The Gingerbread Lady
Douglaston Community Theatre
Zion Episcopal Church (243-01 Northern Blvd., Douglaston, NY)
The Gingerbread Lady is a play by Neil Simon written specifically for actress Maureen Stapleton, who won a Tony Award and Drama Desk Award for her performance in the lead role of Evy Meara, a cabaret singer whose career, marriage and life have been destroyed by her addiction to alcohol and sex. The play opened on Broadway at the Plymouth Theatre on December 13, 1970 and closed on May 29, 1971 after 193 performances. In 1981, Neil Simon adapted the play for a film released with the title Only When I Laugh. The Gingerbread Lady was also produced by the Equity Library Theater (New York City) in 1987. The title references a Gingerbread Cottage and Gingerbread Mom Evy gave her daughter Polly when she was 9 years old. Of course, the Gingerbread Mom is now crumbing just as Evy crumbles whenever her addictions get the best of her, which is most of the time.

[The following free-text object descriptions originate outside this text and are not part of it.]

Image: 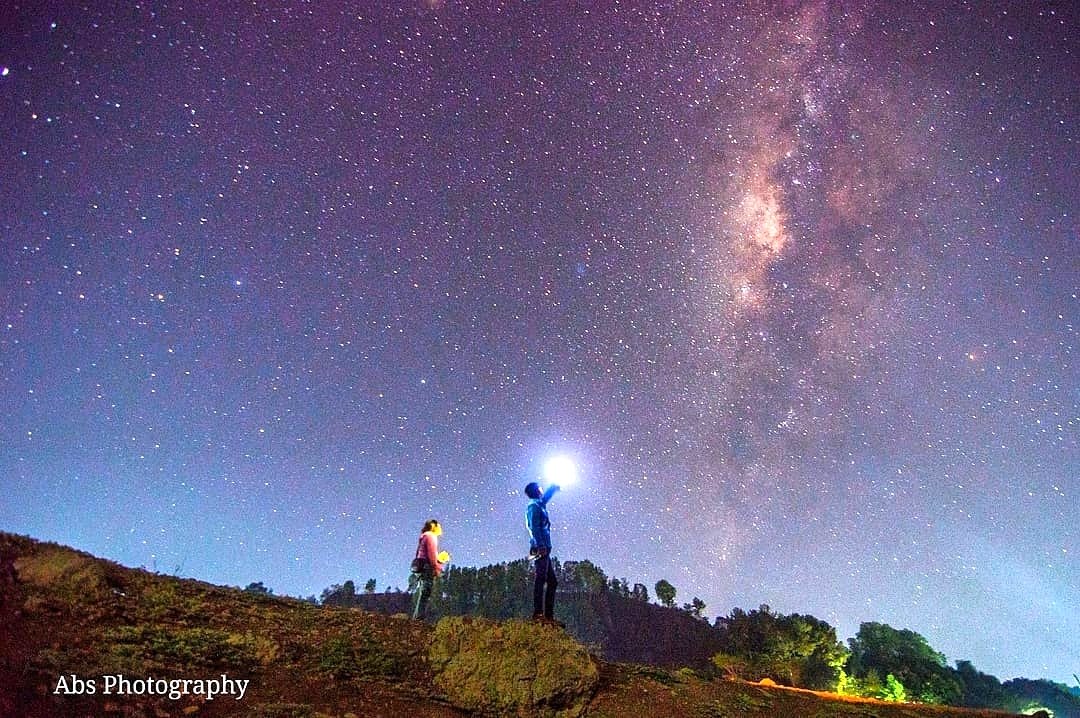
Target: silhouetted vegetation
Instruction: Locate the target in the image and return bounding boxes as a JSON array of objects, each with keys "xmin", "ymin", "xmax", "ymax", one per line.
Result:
[
  {"xmin": 313, "ymin": 557, "xmax": 1079, "ymax": 717},
  {"xmin": 3, "ymin": 531, "xmax": 1074, "ymax": 718},
  {"xmin": 684, "ymin": 596, "xmax": 707, "ymax": 619},
  {"xmin": 1001, "ymin": 677, "xmax": 1080, "ymax": 717},
  {"xmin": 654, "ymin": 578, "xmax": 676, "ymax": 607},
  {"xmin": 711, "ymin": 604, "xmax": 847, "ymax": 690},
  {"xmin": 319, "ymin": 579, "xmax": 356, "ymax": 607}
]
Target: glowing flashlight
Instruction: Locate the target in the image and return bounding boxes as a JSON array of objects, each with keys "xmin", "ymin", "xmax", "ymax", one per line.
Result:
[{"xmin": 543, "ymin": 455, "xmax": 578, "ymax": 488}]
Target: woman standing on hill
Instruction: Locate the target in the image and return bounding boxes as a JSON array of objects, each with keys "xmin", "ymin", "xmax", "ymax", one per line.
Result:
[{"xmin": 410, "ymin": 519, "xmax": 447, "ymax": 620}]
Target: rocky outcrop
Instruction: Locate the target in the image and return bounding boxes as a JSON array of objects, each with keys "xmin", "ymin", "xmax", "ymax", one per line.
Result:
[{"xmin": 428, "ymin": 616, "xmax": 599, "ymax": 717}]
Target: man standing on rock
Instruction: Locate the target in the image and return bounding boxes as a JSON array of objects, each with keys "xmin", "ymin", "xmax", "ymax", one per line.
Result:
[{"xmin": 524, "ymin": 481, "xmax": 560, "ymax": 623}]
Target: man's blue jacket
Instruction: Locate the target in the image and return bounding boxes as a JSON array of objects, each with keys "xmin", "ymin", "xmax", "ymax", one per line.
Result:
[{"xmin": 526, "ymin": 485, "xmax": 559, "ymax": 550}]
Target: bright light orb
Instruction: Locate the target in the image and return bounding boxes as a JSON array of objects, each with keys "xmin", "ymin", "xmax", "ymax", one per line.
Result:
[{"xmin": 543, "ymin": 455, "xmax": 578, "ymax": 487}]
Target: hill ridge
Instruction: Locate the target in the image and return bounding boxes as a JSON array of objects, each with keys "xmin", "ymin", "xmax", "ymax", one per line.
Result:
[{"xmin": 0, "ymin": 532, "xmax": 1032, "ymax": 717}]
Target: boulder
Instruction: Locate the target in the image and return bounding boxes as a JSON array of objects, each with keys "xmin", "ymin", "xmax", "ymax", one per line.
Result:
[{"xmin": 428, "ymin": 616, "xmax": 599, "ymax": 717}]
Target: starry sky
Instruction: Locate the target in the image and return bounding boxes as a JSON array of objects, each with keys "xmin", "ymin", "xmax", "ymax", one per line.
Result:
[{"xmin": 1, "ymin": 0, "xmax": 1076, "ymax": 685}]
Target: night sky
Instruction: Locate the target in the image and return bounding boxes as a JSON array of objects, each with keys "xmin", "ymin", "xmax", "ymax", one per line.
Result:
[{"xmin": 1, "ymin": 1, "xmax": 1076, "ymax": 684}]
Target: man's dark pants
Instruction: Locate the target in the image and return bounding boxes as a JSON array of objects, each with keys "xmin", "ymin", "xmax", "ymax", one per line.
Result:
[{"xmin": 533, "ymin": 550, "xmax": 557, "ymax": 619}]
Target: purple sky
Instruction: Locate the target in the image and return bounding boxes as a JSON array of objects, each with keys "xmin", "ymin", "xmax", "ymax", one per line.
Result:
[{"xmin": 1, "ymin": 1, "xmax": 1076, "ymax": 684}]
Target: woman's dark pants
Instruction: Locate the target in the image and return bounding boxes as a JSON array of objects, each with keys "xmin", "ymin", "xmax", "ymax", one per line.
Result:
[{"xmin": 412, "ymin": 569, "xmax": 434, "ymax": 619}]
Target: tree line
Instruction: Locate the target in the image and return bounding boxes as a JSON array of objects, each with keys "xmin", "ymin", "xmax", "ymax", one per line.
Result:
[
  {"xmin": 709, "ymin": 604, "xmax": 1076, "ymax": 715},
  {"xmin": 263, "ymin": 558, "xmax": 1079, "ymax": 717}
]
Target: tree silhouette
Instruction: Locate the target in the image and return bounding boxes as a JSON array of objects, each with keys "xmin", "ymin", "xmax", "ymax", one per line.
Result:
[
  {"xmin": 655, "ymin": 579, "xmax": 676, "ymax": 607},
  {"xmin": 954, "ymin": 660, "xmax": 1008, "ymax": 708},
  {"xmin": 320, "ymin": 580, "xmax": 357, "ymax": 606},
  {"xmin": 562, "ymin": 560, "xmax": 607, "ymax": 593},
  {"xmin": 683, "ymin": 597, "xmax": 706, "ymax": 619}
]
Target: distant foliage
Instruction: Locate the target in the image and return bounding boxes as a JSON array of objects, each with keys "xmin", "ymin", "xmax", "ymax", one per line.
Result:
[
  {"xmin": 712, "ymin": 604, "xmax": 847, "ymax": 690},
  {"xmin": 243, "ymin": 581, "xmax": 273, "ymax": 596},
  {"xmin": 654, "ymin": 579, "xmax": 676, "ymax": 607},
  {"xmin": 837, "ymin": 627, "xmax": 1079, "ymax": 714},
  {"xmin": 847, "ymin": 622, "xmax": 961, "ymax": 704},
  {"xmin": 428, "ymin": 559, "xmax": 534, "ymax": 620},
  {"xmin": 562, "ymin": 560, "xmax": 608, "ymax": 593},
  {"xmin": 683, "ymin": 597, "xmax": 706, "ymax": 619},
  {"xmin": 1000, "ymin": 677, "xmax": 1080, "ymax": 718},
  {"xmin": 954, "ymin": 659, "xmax": 1009, "ymax": 708},
  {"xmin": 307, "ymin": 558, "xmax": 1076, "ymax": 717},
  {"xmin": 320, "ymin": 580, "xmax": 358, "ymax": 607},
  {"xmin": 609, "ymin": 577, "xmax": 631, "ymax": 597}
]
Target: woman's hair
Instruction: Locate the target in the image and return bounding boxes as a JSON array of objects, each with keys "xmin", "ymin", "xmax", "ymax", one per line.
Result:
[{"xmin": 421, "ymin": 519, "xmax": 440, "ymax": 533}]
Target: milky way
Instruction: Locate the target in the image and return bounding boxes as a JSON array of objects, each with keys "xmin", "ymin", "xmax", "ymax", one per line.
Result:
[{"xmin": 1, "ymin": 1, "xmax": 1076, "ymax": 683}]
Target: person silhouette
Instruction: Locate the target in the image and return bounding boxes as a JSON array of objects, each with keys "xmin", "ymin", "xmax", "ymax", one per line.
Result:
[
  {"xmin": 410, "ymin": 519, "xmax": 445, "ymax": 619},
  {"xmin": 524, "ymin": 482, "xmax": 560, "ymax": 622}
]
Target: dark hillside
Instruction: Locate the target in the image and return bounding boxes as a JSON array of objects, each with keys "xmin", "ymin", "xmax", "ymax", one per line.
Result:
[
  {"xmin": 571, "ymin": 589, "xmax": 725, "ymax": 668},
  {"xmin": 354, "ymin": 588, "xmax": 724, "ymax": 668},
  {"xmin": 0, "ymin": 532, "xmax": 1039, "ymax": 718}
]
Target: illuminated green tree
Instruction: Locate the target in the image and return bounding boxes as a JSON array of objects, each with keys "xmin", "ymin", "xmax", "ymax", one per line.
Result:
[
  {"xmin": 713, "ymin": 605, "xmax": 848, "ymax": 689},
  {"xmin": 836, "ymin": 668, "xmax": 858, "ymax": 696},
  {"xmin": 881, "ymin": 673, "xmax": 907, "ymax": 702},
  {"xmin": 847, "ymin": 622, "xmax": 961, "ymax": 704}
]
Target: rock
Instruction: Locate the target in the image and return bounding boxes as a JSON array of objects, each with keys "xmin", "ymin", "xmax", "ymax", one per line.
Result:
[{"xmin": 428, "ymin": 616, "xmax": 599, "ymax": 717}]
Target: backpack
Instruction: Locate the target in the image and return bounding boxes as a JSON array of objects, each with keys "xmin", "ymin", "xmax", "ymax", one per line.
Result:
[{"xmin": 410, "ymin": 535, "xmax": 431, "ymax": 574}]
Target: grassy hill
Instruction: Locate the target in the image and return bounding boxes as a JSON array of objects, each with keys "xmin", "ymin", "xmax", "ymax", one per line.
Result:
[{"xmin": 0, "ymin": 531, "xmax": 1027, "ymax": 718}]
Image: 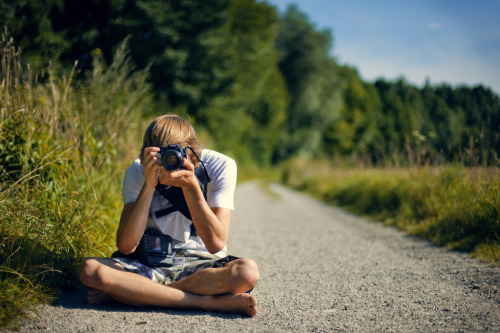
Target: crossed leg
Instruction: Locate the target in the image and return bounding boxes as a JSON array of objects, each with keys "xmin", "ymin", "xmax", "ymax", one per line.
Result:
[
  {"xmin": 169, "ymin": 258, "xmax": 259, "ymax": 295},
  {"xmin": 78, "ymin": 257, "xmax": 259, "ymax": 317}
]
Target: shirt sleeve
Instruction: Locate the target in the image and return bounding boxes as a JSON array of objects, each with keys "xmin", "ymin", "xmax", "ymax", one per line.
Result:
[
  {"xmin": 205, "ymin": 151, "xmax": 237, "ymax": 210},
  {"xmin": 122, "ymin": 160, "xmax": 145, "ymax": 204}
]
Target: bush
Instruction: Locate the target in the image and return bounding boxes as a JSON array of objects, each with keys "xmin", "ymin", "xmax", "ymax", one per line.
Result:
[{"xmin": 0, "ymin": 32, "xmax": 152, "ymax": 329}]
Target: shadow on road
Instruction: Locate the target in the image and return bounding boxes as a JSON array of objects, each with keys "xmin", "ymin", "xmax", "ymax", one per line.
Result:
[{"xmin": 52, "ymin": 288, "xmax": 244, "ymax": 320}]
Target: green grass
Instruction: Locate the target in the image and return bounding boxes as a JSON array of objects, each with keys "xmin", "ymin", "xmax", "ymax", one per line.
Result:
[
  {"xmin": 282, "ymin": 158, "xmax": 500, "ymax": 265},
  {"xmin": 0, "ymin": 33, "xmax": 152, "ymax": 329}
]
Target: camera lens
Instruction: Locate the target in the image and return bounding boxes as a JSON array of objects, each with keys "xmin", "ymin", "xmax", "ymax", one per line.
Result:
[{"xmin": 162, "ymin": 150, "xmax": 183, "ymax": 170}]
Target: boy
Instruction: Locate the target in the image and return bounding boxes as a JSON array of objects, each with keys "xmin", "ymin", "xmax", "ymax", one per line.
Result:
[{"xmin": 79, "ymin": 115, "xmax": 259, "ymax": 316}]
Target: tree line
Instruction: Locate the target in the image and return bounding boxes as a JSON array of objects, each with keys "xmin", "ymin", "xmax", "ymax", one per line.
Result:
[{"xmin": 3, "ymin": 0, "xmax": 499, "ymax": 166}]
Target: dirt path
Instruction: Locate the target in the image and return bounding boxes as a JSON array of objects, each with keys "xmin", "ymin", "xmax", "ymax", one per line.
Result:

The play opens with Evy Meara returning to her Brownstone Apartment in the West 80s in Manhattan from a ten-week stint in a rehabilitation center on Long Island where she sobered up and lost 40 pounds. Her latest binge was triggered by the infidelity of her 6-month live-in lover, Lou Tanner, a deadbeat guitar player who claimed to be inspired by Evy but who was probably just looking for a place to stay. Lou isn't the only incredibly needy person in Evy's life. Her friend Toby Landau is an overly vain woman who fears the loss of her looks and paints on her makeup in an increasingly losing battle to appear young. Then there is Jimmy Perry, a gay actor, who is currently unemployed and fears he may never work again. The funniest line in the play is when Evy asks Jimmy why they don't just get married. Jimmy responds, "You're a drunk nymphomaniac and I'm a homosexual...we'd have trouble getting our children into a good school."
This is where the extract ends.